Светик не мог знать, что горе поселилось в их доме задолго до его рождения. Что первым в их семье умер дед, отец отца, благодаря которому в большой степени и состоялась свадьба его матери и отца. Не знал он и не мог знать, что родился вскоре после свадьбы, и ныне покойная бабка не была в восторге от снохи, приехавшей в Москву из Краснодарского края, которую она, скрепя сердце,  прописала у себя в квартире. Да и отец Светика, женившись в свои тридцать лет, не пылал к молодой супруге цветущей любовью, а по-прежнему оставался маменькиным сынком, так и не выйдя до самой ее смерти из-под ее крыла.

Бабушка не была злобной свекровью, как часто принято считать, скорее наоборот. Она была простодушна и открыта. Но на расспросы соседок о молодых, не скрывала своего отношения к снохе, каждый раз повторяя оно и то же:

– Да подлезла она под Димку на даче, когда они были одни – вот и все дела!. Он и не заикался о сваддьбе. Это уж, когда у Таньки пузо полезло на лоб, Сашка, муж, Димку в оборот взял. Не женишься, мол, из дома выгоню. И родня ее подсуетилась, понаехали все сюда… Вот такая лбовь вышла…

Вскоре после свадьбы дедушка Светика умер. Он тогда еще не успел  даже родиться, и видел деда только на фотографиях, которые иногда перебирала бабушка.

Не знал он тогда, что и бабушкин век недолог. И вскоре она сама уйдет в иной мир вслед  за дедом, долго и мучительно болея от рака печени.
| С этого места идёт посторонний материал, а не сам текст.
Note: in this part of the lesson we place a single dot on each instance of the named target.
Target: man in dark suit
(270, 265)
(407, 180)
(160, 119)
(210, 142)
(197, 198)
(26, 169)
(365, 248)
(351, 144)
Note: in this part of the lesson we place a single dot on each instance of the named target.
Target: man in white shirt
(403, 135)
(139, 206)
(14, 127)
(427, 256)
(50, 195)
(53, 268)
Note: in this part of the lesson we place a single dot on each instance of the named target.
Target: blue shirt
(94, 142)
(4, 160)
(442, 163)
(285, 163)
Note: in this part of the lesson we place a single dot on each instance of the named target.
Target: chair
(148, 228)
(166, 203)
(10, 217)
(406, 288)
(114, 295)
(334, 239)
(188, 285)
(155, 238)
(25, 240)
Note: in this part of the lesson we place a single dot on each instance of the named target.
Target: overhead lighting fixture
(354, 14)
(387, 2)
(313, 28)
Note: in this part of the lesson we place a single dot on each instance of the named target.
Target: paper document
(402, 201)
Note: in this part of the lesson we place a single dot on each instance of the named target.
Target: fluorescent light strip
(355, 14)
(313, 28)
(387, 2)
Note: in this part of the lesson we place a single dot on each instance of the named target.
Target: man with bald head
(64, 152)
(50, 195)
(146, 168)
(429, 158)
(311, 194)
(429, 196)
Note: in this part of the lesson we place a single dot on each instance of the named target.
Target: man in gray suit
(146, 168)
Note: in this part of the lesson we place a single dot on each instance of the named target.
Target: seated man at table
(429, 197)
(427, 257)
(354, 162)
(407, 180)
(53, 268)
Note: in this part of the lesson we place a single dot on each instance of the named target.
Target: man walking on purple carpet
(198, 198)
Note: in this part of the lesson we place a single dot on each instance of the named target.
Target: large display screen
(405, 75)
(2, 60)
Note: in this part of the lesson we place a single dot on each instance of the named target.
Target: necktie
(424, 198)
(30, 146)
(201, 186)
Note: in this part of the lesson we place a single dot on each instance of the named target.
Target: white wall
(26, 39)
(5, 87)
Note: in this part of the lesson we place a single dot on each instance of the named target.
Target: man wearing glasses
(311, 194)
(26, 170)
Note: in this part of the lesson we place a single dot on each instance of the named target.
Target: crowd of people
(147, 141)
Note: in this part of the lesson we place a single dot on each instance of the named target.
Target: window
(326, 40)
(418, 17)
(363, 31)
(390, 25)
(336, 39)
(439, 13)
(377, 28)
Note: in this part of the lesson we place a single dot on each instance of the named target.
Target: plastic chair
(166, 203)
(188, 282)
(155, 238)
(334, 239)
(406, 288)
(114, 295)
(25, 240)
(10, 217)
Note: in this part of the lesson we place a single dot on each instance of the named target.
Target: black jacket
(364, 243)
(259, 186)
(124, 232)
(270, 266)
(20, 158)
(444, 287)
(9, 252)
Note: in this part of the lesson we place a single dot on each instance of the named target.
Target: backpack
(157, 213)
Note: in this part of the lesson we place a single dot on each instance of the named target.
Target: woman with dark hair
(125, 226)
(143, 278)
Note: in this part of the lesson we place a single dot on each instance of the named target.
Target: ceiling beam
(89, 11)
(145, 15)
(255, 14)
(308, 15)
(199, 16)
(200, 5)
И ее смерть станет для отца роковым событием, потому что именно тогда ощутит он всем своим существом пустоту и сиротство, которые окружат его, не-смотря на близость жены и сына, которые так и не смогут восполнить ему потери матери. Отец был не улыбчив и суров. А после ее ухода посуровел еще больше и порой казался окружающим угрюмым бирюком. Танька же, мать Светика, близко к сердцу эти смерти не принимала, но  и особой радости от того, что теперь стала полновластной хозяйкой, не испытывала. Не было ей в этом замужестве женского счастья, да она и не претендовала на большее, не обольщаясь насчет своей внешности или ума, а с провинциальной хитростью довольствуясь тем, что есть.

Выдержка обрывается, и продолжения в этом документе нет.